Speaker PhotoThomas Bäck (Fellow, IEEE) received the Diploma degree in Computer Science in 1990 and the Ph.D. degree in Computer Science in 1994 (under supervision of H.-P. Schwefel), both from the University of Dortmund, Germany. He is Professor of Computer Science with the Leiden Institute of Advanced Computer Science (LIACS), Leiden University, Netherlands. His research interests include evolutionary computation, machine learning, and their real-world applications, especially in sustainable smart industry and health.

Dr. Bäck has been elected as member of the Royal Netherlands Academy of Arts and Sciences (KNAW, 2021), as IEEE Fellow (class of 2022), and as a member of Academia Europaea (2022). He was a recipient of the IEEE Computational Intelligence Society (CIS) Evolutionary Computation Pioneer Award in 2015, was elected as Fellow of the International Society of Genetic and Evolutionary Computation in 2003 and received the best Ph.D. thesis award from the German society of Computer Science (GI) in 1995.

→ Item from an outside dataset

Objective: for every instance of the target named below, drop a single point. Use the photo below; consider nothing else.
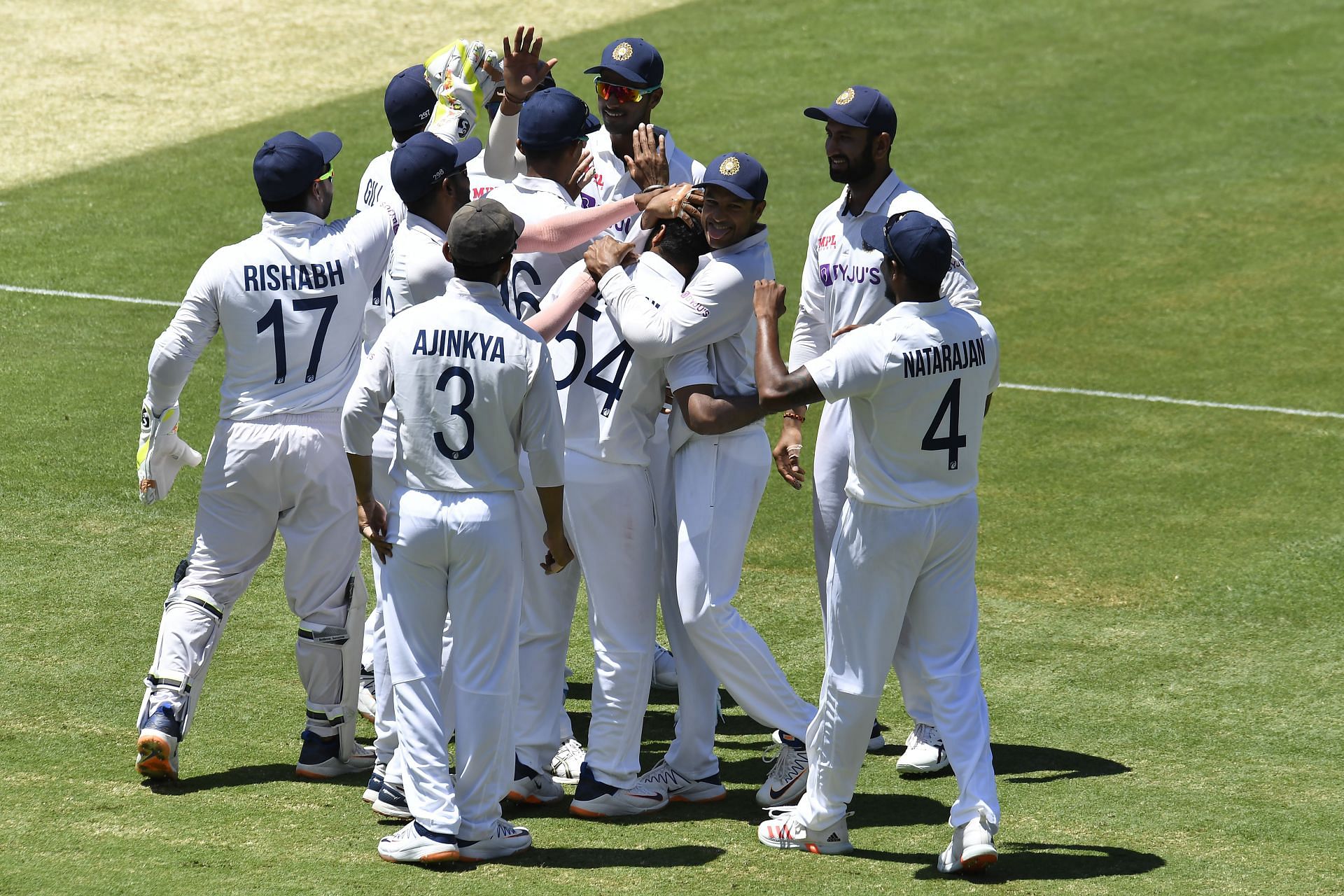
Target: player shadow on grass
(244, 776)
(598, 858)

He currently serves as an Editor in Chief of the Evolutionary Computation Journal (MIT Press), Associate Editor of the IEEE Transactions on Evolutionary Computation and Artificial Intelligence Review journals and area editor of the ACM Transactions on Evolutionary Learning and Optimization. He was also co-editor-in-chief of the Handbook of Evolutionary Computation (CRC Press/Taylor & Francis 1997), co-editor of the Handbook of Natural Computing (Springer, 2013), author of Evolutionary Computation in Theory and Practice (OUP, New York, 1996) and co-author of Contemporary Evolution Strategies (Springer, 2013 ).